Interesting move by Toyota Motor Corp to sell Islamic sukuk bonds worth as much as 1bn ringgit ($311m) in Malaysia to raise funds for its automobile leasing and loan business there, as reported in Monday’s edition of the Nihon Keizai Shinbun [via Nikkei Net].
A Toyota spokesman confirmed Monday that UMW Toyota Capital, the Malaysian unit of Toyota’s financial arm, will launch the bonds as early as this month.
A sukuk issue of that size is a first for the auto giant, although a few other mainstream Japanese corporates have launched similar sukuk issues.
Leaving aside the hype over the growing market for Islamic finance, the main question is, why would a Japanese corporate raise funds in Malaysia, where - with an interest rate of 3.5 per cent - funding costs are higher than Japan’s near-zero interest rate environment?

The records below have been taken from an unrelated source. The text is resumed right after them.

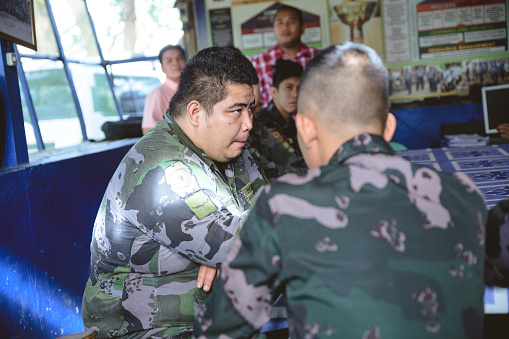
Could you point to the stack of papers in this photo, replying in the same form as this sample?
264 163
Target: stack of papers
465 140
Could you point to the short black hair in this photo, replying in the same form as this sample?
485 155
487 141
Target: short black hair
346 84
167 48
284 69
206 76
300 16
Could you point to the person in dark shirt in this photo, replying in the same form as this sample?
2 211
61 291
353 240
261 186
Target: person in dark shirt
273 139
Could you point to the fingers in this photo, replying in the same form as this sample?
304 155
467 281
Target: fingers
206 277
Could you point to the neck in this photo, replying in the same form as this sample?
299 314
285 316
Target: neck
287 116
291 51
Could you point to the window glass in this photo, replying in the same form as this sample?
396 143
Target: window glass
133 82
75 29
46 43
95 97
53 102
135 27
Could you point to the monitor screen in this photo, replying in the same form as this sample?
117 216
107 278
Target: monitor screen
495 100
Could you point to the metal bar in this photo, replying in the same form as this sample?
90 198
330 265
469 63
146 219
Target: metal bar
67 71
149 58
104 64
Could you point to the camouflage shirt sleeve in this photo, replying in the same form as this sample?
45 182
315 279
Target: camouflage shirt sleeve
241 301
179 205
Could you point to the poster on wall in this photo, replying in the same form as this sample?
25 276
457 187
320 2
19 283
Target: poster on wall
442 47
252 23
432 48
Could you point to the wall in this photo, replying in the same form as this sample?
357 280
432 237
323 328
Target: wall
46 219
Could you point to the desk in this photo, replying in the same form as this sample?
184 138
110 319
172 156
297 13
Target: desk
488 167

The answer lies in Toyota’s lucrative and rapidly expanding business for providing local-currency loans to finance consumer car purchases. Toyota began offering Islamic auto loans in 2006 and car-leasing services last summer. Its loan balances reached about 250m ringgits, or about Y8bn ($77m) as of March 31 but it plans to boost this figure 60 per cent to 400m ringgits, or Y13bn in one year, says Nikkei. So it needs to diversify its fundraising methods in Malaysia to expand its Islamic loan programme - which, under Islamic law, forbids the payment or receipt of interest.
The other key point to make here is about Malaysia’s growing regional reputation as a liquid market for corporate fund-raising. As the Lex column noted in February, Korean banks were among those flocking to Malaysia’s ringgit bond market.
Could Malaysia be the new black for Asian corporates, we wonder?